Belki maç 1-1 bitmiş olabilir sorun değil. Skordan çok oyun her zaman ön plandadır reyiz. Uçuk olsa da örnek örnektirden yola çıkarak diyorum ki; Madridin puan durumunda önde olmasından kaynaklı gereksiz favoriliğinin bedelini sahada ki kısa boylu uzaylıların vermesi. Yani, oyun iyi olursa skor zaten kötü olmaz, olursa da 1-2 maçı geçmez. Şöyle de düşünebilirsin, bunlar fani şeyler olum sen neden bahsediyorsun diyebilirsin. Sen de haklısın Pepeeeeeeeeeeeeeee...

Yine müthiş bi orta saha, her zaman ki  gibi istekli, saldırgan, bam bam vuran, 2li 3lü basan bi orta saha hatta bunu kanatlarda oynayan Pepe ve Estigarribia ile desteklediğin zaman noluyo lan dedirten bi görüntü. Romanın farkında olmadan attığı gol ve bir anda kendilerini gol sevincinde bulan futbolcularının buna rağmen bu golü öne geçmeyi değerlendirememesinden kaynaklı ama daha çok Juventusun, senin öne geçmen bi bok ifade etmez burada bileti biz kesiyoruz koçum ona göre demesine bağlı olarak gelişen bi maçtı. Roma yine farkında olmadan bi penaltı kazanıp, farkında olmadığının kanıtı olarak Totti nin iğrenç penaltı vuruşuyla eline geçen, günün 2. fırsatının kıçına bi tekme atıp olay yerinden uzaklaştı. Kalan yarım saatte ise dünyalar kaçtı, ekran başında cinnetten cinnete girdik. 
Bir yandan diyoruz ki ulan iyi top oynuyoruz, top hep bizde, biz yönlendiriyoruz, misal Elia hamlesi ne kadar geç kalmış olsa bile 3-4 net pozisyon bulmuşuz diyoruz ama diğer yandan da Eyüp Juve kitler dediği için, Milan'ın puan kaybettiği hafta kazanmanın önemi için, Juventus için, oyunun karşılığı için, İnter-Milan-Lazio-Roma koyduk mu lan demek için de kazanalım olum atalım lan şunları diyoruz, hatta diyorduk ki baktık piiiiiiiiiiiii maç bitmiş ya la...

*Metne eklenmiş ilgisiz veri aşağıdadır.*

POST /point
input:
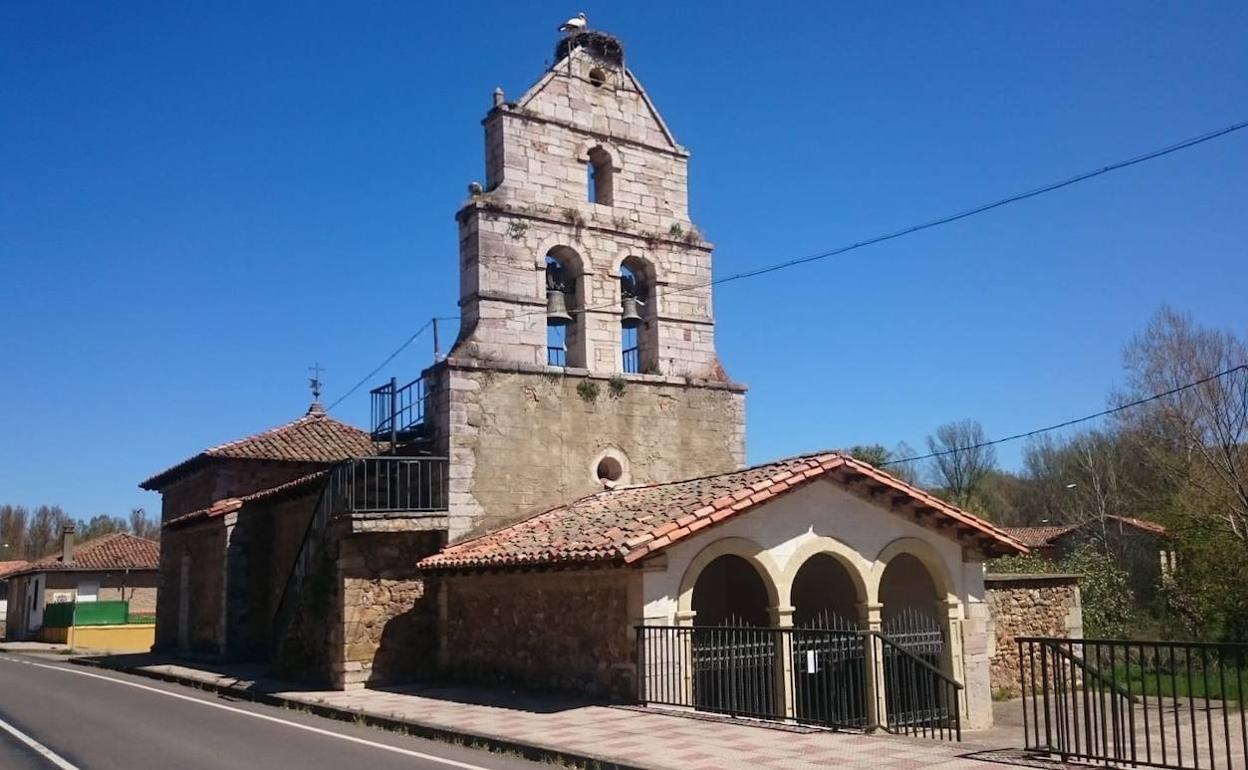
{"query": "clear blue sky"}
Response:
(200, 200)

Avrupa ki tek namağlup takım olmanın verdiği gurur ile emin adımlarla hatta emin kelimesi yetersiz kalır, sikici adımlarla iz bırakarak yolumuza bakıyoruz. Hadi sırada Udinese var, önce kazanmak her zaman böyle olmalı.

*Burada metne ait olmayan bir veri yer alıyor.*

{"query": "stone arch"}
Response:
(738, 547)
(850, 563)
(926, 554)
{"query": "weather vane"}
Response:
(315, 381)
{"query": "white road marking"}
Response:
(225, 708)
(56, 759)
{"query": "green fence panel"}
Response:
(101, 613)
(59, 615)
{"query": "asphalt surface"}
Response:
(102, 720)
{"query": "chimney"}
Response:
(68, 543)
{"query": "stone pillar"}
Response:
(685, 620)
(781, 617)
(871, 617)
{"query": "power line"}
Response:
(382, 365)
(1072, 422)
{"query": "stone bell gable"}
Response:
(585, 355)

Haa son olarak Conteye artık lafım yok, kafana göre takıl, tarzın iyi, Elianın sana faydası olur, ama zararıda olabilir, bu işler kısmet, bu şansı herkese vermiyorlar, koskoca Juventus lan burası ama sende fena değilsin çaktırma!

Sıkıcı değil de yorucu bi yazı olduğunun farkında olarak, takılmaya devam edin, biz hep buradayız. 

Aklıma gelmişken bi ara evin önünde "Beşiktaşım el ele, hep beraber tribüne" diye uzunca bağıran mahallenin çarşısı vardı, hani gören-duyan-bilen varsa haber versin olum aman diyim haaa, sabreden derviş diye bi' şey var!